Thursday, 29 October 2009

Sci Fi and Literature: They're Both Genres

I just read this interesting article on Science Fiction and Fantasy Media by Ellen Datlow. It's about how literary authors, editors, reviewers and readers just can't get their head around the fact that science fiction and fantasy novels have just as much to offer readers and society as the literature genre does (yes, literature is a genre, it has it's own section in bookshops and is marketed that way, don't kid yourself that it is otherwise).

The article made me think of something an English teacher said to my class once in high school, that when William Shakespeare was writing plays most of his audience thought that his stories were unfolding there and then, and couldn't understand the concept of tales being set in other places and times. I asked the teacher this is how the modern world saw science fiction, as it is often set in other places and times, and all of them imagined and that maybe most people couldn't get their head around the fact that these stories are set in make-believe lands. He said it was completely different, because science fiction wasn't a real genre.

In highschool I used to quote science fiction books in my essays, until I was told that I would not be well received by my examiners if I did that and that I would score poorly. So I stopped only in terms of self interest, but felt that I was betraying something fundamental by doing so. That something was wrong with society's ideas on fostering creativity.

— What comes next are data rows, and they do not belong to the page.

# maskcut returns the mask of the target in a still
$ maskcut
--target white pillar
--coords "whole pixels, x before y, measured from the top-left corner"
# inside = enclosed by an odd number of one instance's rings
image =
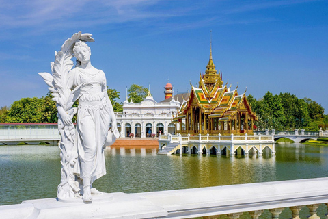
[[[262,144],[260,144],[260,149],[258,149],[258,157],[262,156]]]
[[[230,145],[230,153],[229,154],[232,156],[234,155],[234,144]]]

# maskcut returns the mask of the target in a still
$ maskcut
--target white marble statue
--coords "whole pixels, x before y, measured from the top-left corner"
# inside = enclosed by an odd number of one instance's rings
[[[39,75],[49,86],[58,109],[62,165],[58,199],[76,200],[82,195],[85,203],[91,203],[92,194],[100,194],[92,183],[106,174],[104,150],[119,133],[105,73],[92,66],[90,48],[85,42],[94,42],[91,34],[74,34],[55,52],[52,75]],[[72,69],[73,55],[77,64]],[[77,100],[78,110],[72,107]],[[75,129],[72,118],[77,111]]]

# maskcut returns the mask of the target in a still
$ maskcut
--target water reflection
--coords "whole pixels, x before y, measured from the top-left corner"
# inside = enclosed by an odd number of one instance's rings
[[[165,156],[156,155],[156,148],[109,147],[107,174],[94,185],[105,192],[142,192],[328,176],[327,147],[276,144],[275,151],[275,156]],[[0,205],[55,197],[59,152],[51,146],[1,146]]]

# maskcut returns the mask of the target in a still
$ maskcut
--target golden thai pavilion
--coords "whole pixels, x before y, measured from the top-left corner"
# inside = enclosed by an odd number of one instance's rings
[[[238,86],[231,90],[231,86],[227,87],[227,84],[223,86],[221,73],[217,73],[211,45],[210,60],[205,74],[200,73],[198,88],[191,86],[189,98],[174,118],[182,127],[178,132],[182,135],[253,134],[254,122],[258,118],[245,92],[239,95]]]

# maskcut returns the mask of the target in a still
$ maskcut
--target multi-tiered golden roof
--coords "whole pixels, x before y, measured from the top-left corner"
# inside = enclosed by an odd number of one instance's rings
[[[180,123],[181,133],[253,133],[257,117],[245,92],[239,95],[238,86],[234,90],[230,90],[231,86],[223,86],[221,77],[221,73],[217,73],[215,69],[211,45],[210,60],[205,74],[200,74],[198,88],[191,86],[188,100],[174,119]]]

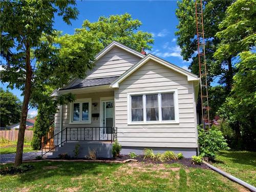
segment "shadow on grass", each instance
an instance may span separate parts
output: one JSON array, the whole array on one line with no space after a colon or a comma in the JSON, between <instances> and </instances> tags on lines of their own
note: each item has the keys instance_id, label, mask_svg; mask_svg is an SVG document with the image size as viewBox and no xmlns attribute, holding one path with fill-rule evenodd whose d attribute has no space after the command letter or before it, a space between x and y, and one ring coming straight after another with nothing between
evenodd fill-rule
<instances>
[{"instance_id":1,"label":"shadow on grass","mask_svg":"<svg viewBox=\"0 0 256 192\"><path fill-rule=\"evenodd\" d=\"M120 164L84 162L41 161L26 163L34 168L28 172L19 174L22 182L36 181L42 178L61 180L66 177L76 178L81 175L97 176L105 175L115 171Z\"/></svg>"},{"instance_id":2,"label":"shadow on grass","mask_svg":"<svg viewBox=\"0 0 256 192\"><path fill-rule=\"evenodd\" d=\"M235 163L256 166L256 152L249 151L221 151L218 155ZM225 161L225 160L224 160ZM226 164L222 160L217 160L217 163Z\"/></svg>"}]
</instances>

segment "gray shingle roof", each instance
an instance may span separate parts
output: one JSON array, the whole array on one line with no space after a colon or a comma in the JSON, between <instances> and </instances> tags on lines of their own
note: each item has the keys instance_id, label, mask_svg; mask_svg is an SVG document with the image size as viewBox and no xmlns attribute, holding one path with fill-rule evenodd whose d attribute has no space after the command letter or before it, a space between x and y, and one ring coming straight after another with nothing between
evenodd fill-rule
<instances>
[{"instance_id":1,"label":"gray shingle roof","mask_svg":"<svg viewBox=\"0 0 256 192\"><path fill-rule=\"evenodd\" d=\"M109 85L117 79L119 76L104 77L101 78L84 79L77 85L60 90L78 89L82 87L94 87L95 86Z\"/></svg>"}]
</instances>

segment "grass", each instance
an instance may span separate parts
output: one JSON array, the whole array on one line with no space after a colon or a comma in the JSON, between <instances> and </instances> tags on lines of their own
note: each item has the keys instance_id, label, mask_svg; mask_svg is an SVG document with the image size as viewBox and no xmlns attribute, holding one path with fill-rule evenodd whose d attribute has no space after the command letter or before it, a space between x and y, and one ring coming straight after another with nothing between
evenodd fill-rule
<instances>
[{"instance_id":1,"label":"grass","mask_svg":"<svg viewBox=\"0 0 256 192\"><path fill-rule=\"evenodd\" d=\"M17 141L11 141L8 139L0 139L0 154L6 154L8 153L16 153ZM31 146L30 141L26 141L24 142L23 153L36 151L33 150Z\"/></svg>"},{"instance_id":2,"label":"grass","mask_svg":"<svg viewBox=\"0 0 256 192\"><path fill-rule=\"evenodd\" d=\"M256 186L256 152L222 151L214 165L253 185Z\"/></svg>"},{"instance_id":3,"label":"grass","mask_svg":"<svg viewBox=\"0 0 256 192\"><path fill-rule=\"evenodd\" d=\"M30 164L35 168L25 173L0 176L0 190L203 192L242 189L210 170L187 169L177 163L41 161Z\"/></svg>"}]
</instances>

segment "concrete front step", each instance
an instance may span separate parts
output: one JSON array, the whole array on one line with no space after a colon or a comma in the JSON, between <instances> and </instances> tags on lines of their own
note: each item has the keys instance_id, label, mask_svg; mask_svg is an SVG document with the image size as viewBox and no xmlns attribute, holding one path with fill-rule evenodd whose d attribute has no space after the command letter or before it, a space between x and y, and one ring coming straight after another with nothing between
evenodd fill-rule
<instances>
[{"instance_id":1,"label":"concrete front step","mask_svg":"<svg viewBox=\"0 0 256 192\"><path fill-rule=\"evenodd\" d=\"M75 149L76 145L79 145L78 158L84 158L89 154L89 151L95 150L96 157L98 158L112 158L112 144L100 142L65 142L63 146L57 147L55 151L52 152L52 155L48 155L48 158L58 157L60 154L67 153L71 157L75 156Z\"/></svg>"}]
</instances>

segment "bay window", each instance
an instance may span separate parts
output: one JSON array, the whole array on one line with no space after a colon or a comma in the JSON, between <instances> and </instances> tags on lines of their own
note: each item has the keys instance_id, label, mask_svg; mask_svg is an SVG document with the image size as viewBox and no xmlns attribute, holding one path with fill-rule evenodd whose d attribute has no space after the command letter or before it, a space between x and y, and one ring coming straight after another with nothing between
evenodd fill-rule
<instances>
[{"instance_id":1,"label":"bay window","mask_svg":"<svg viewBox=\"0 0 256 192\"><path fill-rule=\"evenodd\" d=\"M177 91L128 93L131 124L178 123Z\"/></svg>"}]
</instances>

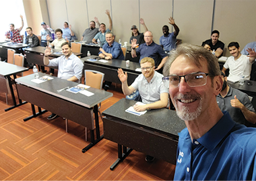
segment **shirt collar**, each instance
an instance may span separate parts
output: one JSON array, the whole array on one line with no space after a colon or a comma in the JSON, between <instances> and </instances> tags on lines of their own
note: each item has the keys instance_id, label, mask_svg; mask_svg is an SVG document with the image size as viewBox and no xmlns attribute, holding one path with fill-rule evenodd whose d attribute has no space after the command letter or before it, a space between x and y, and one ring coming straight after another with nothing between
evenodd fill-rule
<instances>
[{"instance_id":1,"label":"shirt collar","mask_svg":"<svg viewBox=\"0 0 256 181\"><path fill-rule=\"evenodd\" d=\"M228 134L235 125L227 111L222 111L224 115L218 123L201 137L197 139L201 145L211 152Z\"/></svg>"}]
</instances>

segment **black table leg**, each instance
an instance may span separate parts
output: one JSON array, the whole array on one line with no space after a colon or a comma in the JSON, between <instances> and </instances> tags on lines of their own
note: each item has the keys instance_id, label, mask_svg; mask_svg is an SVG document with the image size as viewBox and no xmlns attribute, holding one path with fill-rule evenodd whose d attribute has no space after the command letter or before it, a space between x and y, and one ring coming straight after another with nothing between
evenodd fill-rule
<instances>
[{"instance_id":1,"label":"black table leg","mask_svg":"<svg viewBox=\"0 0 256 181\"><path fill-rule=\"evenodd\" d=\"M117 160L115 162L114 164L110 166L110 170L114 170L114 169L121 162L123 162L127 158L129 154L133 151L132 149L128 148L125 146L123 146L123 150L122 152L122 145L118 144L117 145L117 148L118 148L118 158Z\"/></svg>"}]
</instances>

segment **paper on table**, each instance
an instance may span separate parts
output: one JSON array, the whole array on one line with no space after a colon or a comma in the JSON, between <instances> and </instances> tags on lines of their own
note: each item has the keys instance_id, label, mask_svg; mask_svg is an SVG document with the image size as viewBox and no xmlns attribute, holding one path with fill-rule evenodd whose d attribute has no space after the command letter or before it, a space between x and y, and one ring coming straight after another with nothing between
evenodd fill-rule
<instances>
[{"instance_id":1,"label":"paper on table","mask_svg":"<svg viewBox=\"0 0 256 181\"><path fill-rule=\"evenodd\" d=\"M145 104L142 103L141 102L137 102L135 105L145 105ZM137 112L135 110L134 110L133 106L131 106L129 108L125 110L125 112L140 116L145 114L147 112L147 111Z\"/></svg>"},{"instance_id":2,"label":"paper on table","mask_svg":"<svg viewBox=\"0 0 256 181\"><path fill-rule=\"evenodd\" d=\"M99 62L103 62L103 63L106 63L108 62L108 60L103 60L103 59L100 59L98 60Z\"/></svg>"},{"instance_id":3,"label":"paper on table","mask_svg":"<svg viewBox=\"0 0 256 181\"><path fill-rule=\"evenodd\" d=\"M88 96L88 97L90 97L90 96L92 96L94 95L94 93L91 93L88 90L82 90L79 92L79 93L83 94L86 96Z\"/></svg>"}]
</instances>

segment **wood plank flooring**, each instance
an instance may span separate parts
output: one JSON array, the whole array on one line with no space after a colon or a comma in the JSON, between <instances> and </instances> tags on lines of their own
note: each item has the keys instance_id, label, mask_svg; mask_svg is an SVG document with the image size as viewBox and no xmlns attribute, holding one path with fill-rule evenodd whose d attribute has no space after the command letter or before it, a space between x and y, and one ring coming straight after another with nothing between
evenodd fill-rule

I'm not saying science fiction and fantasy is for everyone, but I do see it as sad that we live in an world where it is constantly dismissed as not being worthwhile. Unfortunately I believe science fiction movies and television series have been at least partially responsible for this misconception. Ideas in visual media are often 50 years being the literaturary scene. Take the movie I, Robot which came out more than five decades after it was written. Good film, but the ideas about artificial intelligence and how it could actually work and the implications on society are far more developed than that these days (for example read Charles Stross' Saturn Returns).

Then you get movies and shows like Star Trek which really fail to understand the genre it was based upon, and their writers just coming up with stupid ideas. If I was captain of the Enterprise being attacked by Klingons, I wouldn't teleport over three men in jumpsuits and no environmental suits just in case there was no oxygen on the other side. I'd also wouldn't just arm them with only small arms to take out the ship, rather I'd transport over a nuclear bomb, then detonate it from afar. In the movie Sunshine the starship obviously has artifical gravity inside, but that same force is not used to accelerate the ship to the sun which would have otherwise reduced the trip from months into days. Plus the sun isn't going to die out for billions of years.

What I loved about science fiction and fantasy in the written form (novels and short stories) is that its scope is so broad, which you just can't get in any other form of fiction. I'm not limited to stories set on Earth in the present or in the past. If I want to write about alternate forms of society and government I can. Dune by Frank Herbert is a classic example of what I'm talking about here.

A friend of my wife's is a professor of quantum optics in England. He recently returned to Adelaide to see his family and catch up with us (amongst other friends) and he and I started talking about science fiction. He saw its influence as essential to the development of science and technology. Simply put, he'd noticed that his peers who didn't read science fiction didn't have the imagination to solve real scientific problems that scientists who did read in the genre could. Without science fiction, society wouldn't evolve as rapidly as it does.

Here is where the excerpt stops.